Recensione del film El Bar di Alex De La Iglesia, in anteprima fuori concorso alla Berlinale 2017. 

I protagonisti di El Bar - Ph: courtesy of Berlinale

I protagonisti di El Bar – Ph: courtesy of Berlinale

Prendi una bambolina di bianco vestita, con le sue belle unghie laccate e perlate. Prendi un barbone che conosce i salmi a memoria e non ha remore a farsela addosso. Falli entrare in un bar, di quei quartieri di Madrid ben al di fuori dal circuito turistico. Un ritrovo fatiscente ma pratico, in cui un poliziotto in pensione, un commesso viaggiatore e un hipster fanno colazione mentre l’ennesimo avventore corre in bagno senza neppure ordinare.

Dicevamo, prendi questo gruppo eterogeneo, chiudilo dentro una stanza e lascialo li sino a quando non ne rimarrà soltanto uno. Perché El Bar, che Alex De La Iglesia porta fuori competizione in Berlinale, è un film dalla risata sempre presente (e talvolta rumorosa) che parla di noi, esseri imperfetti, spesso miseri che diamo il peggio ogni qualvolta sotto stress. E, in effetti, quello che dovrà sopportare il nostro gruppo di (anti)eroi sarà davvero un incubo. Un misterioso incubo in cui inizialmente nessuno pare crucciarsi di loro e in cui qualcuno (o qualcosa?) si sta impegnano a non farli più uscire da li, per lo meno sulle loro gambe. Un attentatore? Un folle? Un complotto governativo? O forse sono arrivati gli alieni? A voi scoprirlo.

Secun de la Rosa, Mario Casas, Jaime Ordóñez e Carmen Machi in El Bar - Pho: courtesy of Berlinale

Secun de la Rosa, Mario Casas, Jaime Ordóñez e Carmen Machi in El Bar – Pho: courtesy of Berlinale

Noi assistiamo curiosi e divertiti alla nuova fatica del cineasta spagnolo che si riconferma un amante del grottesco come mezzo per raccontare la vita che talvolta ci porta a nuotare in una fogna (“la vida es una vera mierda”, credo fosse la frase originale). Impossibile dargli torto. I piccoli uomini sullo schermo, che tanto bene ci rappresentano con le loro debolezze, coi loro segreti e con i loro fallimenti, si abbasseranno a tutto pur di sopravvivere, come d’altro canto faremmo anche noi.

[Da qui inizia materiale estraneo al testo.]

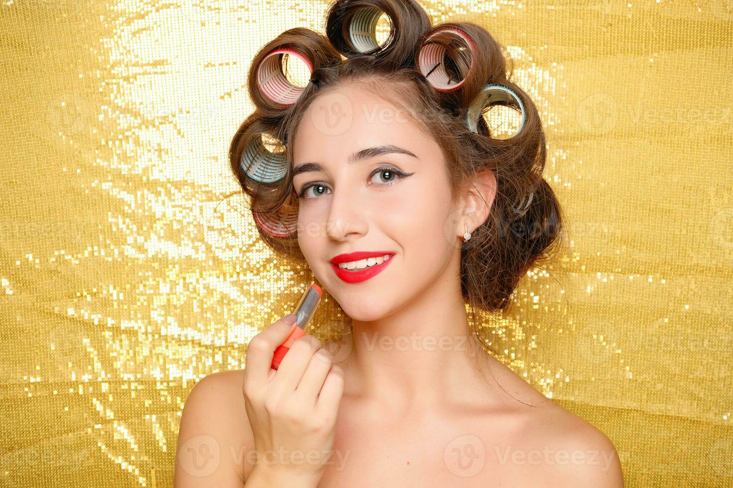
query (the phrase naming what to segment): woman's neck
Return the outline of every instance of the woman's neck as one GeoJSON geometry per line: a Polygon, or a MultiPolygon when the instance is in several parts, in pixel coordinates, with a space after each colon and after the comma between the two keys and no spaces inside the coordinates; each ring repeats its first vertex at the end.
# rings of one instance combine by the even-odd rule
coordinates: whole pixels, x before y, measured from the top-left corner
{"type": "Polygon", "coordinates": [[[487,353],[468,331],[454,277],[436,279],[378,320],[353,320],[351,339],[345,394],[409,411],[438,408],[446,399],[458,400],[485,386],[477,356],[487,353]]]}

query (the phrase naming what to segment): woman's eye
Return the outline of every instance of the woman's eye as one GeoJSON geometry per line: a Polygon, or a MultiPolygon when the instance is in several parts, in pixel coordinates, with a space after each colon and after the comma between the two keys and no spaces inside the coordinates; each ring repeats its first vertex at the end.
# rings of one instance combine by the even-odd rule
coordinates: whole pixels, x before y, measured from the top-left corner
{"type": "Polygon", "coordinates": [[[298,198],[306,198],[306,200],[309,198],[318,198],[321,195],[327,193],[326,190],[328,188],[328,187],[325,184],[320,184],[319,183],[309,183],[303,187],[301,192],[298,194],[298,198]],[[309,193],[308,192],[312,189],[313,191],[311,193],[309,193]]]}
{"type": "Polygon", "coordinates": [[[377,184],[386,184],[397,178],[397,173],[391,169],[377,170],[377,173],[374,173],[374,176],[378,176],[376,181],[377,184]]]}
{"type": "MultiPolygon", "coordinates": [[[[386,187],[394,184],[394,182],[402,178],[410,176],[413,173],[405,173],[402,170],[396,168],[379,168],[372,172],[369,176],[369,181],[377,187],[386,187]]],[[[328,195],[330,192],[328,186],[319,181],[306,184],[301,191],[297,194],[298,198],[306,200],[314,200],[319,198],[322,195],[328,195]],[[312,191],[311,191],[312,189],[312,191]]]]}

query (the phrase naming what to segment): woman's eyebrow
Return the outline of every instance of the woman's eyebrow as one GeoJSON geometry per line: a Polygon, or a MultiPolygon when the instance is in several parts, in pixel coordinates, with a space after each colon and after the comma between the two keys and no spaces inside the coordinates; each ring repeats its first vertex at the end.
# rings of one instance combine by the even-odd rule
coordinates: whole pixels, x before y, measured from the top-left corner
{"type": "MultiPolygon", "coordinates": [[[[352,164],[354,162],[358,162],[359,161],[364,161],[364,159],[368,159],[369,158],[377,157],[377,156],[383,156],[384,154],[407,154],[408,156],[412,156],[416,159],[419,159],[417,156],[404,148],[401,148],[399,146],[388,144],[386,146],[376,146],[375,147],[369,147],[358,151],[349,157],[348,162],[349,164],[352,164]]],[[[320,163],[306,162],[302,165],[298,165],[295,168],[292,168],[292,176],[295,176],[295,175],[299,175],[301,173],[308,173],[309,171],[323,170],[323,166],[320,163]]]]}

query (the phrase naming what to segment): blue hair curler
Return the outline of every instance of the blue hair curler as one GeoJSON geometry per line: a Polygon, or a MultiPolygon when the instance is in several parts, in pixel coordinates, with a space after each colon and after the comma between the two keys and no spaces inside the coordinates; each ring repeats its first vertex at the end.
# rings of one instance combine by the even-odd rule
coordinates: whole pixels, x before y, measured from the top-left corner
{"type": "Polygon", "coordinates": [[[260,135],[247,145],[242,154],[240,167],[254,180],[261,183],[274,183],[285,176],[287,158],[284,153],[268,151],[262,144],[260,135]]]}

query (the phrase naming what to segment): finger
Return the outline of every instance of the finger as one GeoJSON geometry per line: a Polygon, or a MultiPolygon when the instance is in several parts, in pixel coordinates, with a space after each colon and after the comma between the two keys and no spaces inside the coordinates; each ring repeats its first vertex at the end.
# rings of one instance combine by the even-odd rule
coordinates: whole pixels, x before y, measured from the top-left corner
{"type": "Polygon", "coordinates": [[[273,390],[284,394],[294,392],[311,358],[320,348],[320,341],[310,334],[296,339],[280,361],[277,375],[270,382],[273,390]]]}
{"type": "Polygon", "coordinates": [[[316,411],[323,416],[330,416],[339,410],[339,402],[344,393],[344,370],[337,365],[331,367],[331,372],[325,377],[323,386],[316,401],[316,411]]]}
{"type": "Polygon", "coordinates": [[[320,349],[313,355],[308,363],[306,372],[303,373],[301,382],[295,388],[295,394],[301,397],[303,402],[312,408],[315,408],[318,392],[323,386],[326,375],[331,371],[333,356],[325,349],[320,349]]]}
{"type": "Polygon", "coordinates": [[[247,345],[245,357],[244,375],[247,381],[260,386],[267,383],[275,349],[287,339],[295,328],[295,315],[289,314],[252,337],[247,345]]]}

El Bar parla di trappole reali e mentali, di quelle che ci costruiamo e quelle che subiamo. Sono i nostri desideri e sogni infranti, le insoddisfazioni quotidiane, le bugie che ci raccontiamo, la vergogna che proviamo nell’ammettere di essere caduti e la paura che abbiamo a rialzarci. Tra una risata e l’altra, De la Iglesia prima porta in scena la fiera dei perdenti poi tira un meraviglioso sberlone alla totale indifferenza che oramai ci contraddistingue. Siamo diventati dei bipedi, dipendenti dal virtuale, impauriti dal diverso, incapaci di osservare, tendere una mano e, in ultima analisi, rimanere umani.

Una scena del film El Bar - Ph: courtesy of Berlinale

Una scena del film El Bar – Ph: courtesy of Berlinale

Un altro Kammerspiel, quindi, ma di tutt’altra pasta rispetto a quello di pochi giorni fa. Oggi la risata è più amara e le tinte sono più forti. La convivenza forzata ha la morte che aleggia nell’aria e il gioco al massacro avviene tra il bancone del bar e il semi-interrato. Il tocco thriller, i versi biblici, le incursioni splatter sono i toni che contraddistinguono e ci fanno amare (o odiare) questo autore che il pubblico di Berlino – e la sottoscritta – attendeva con ansia.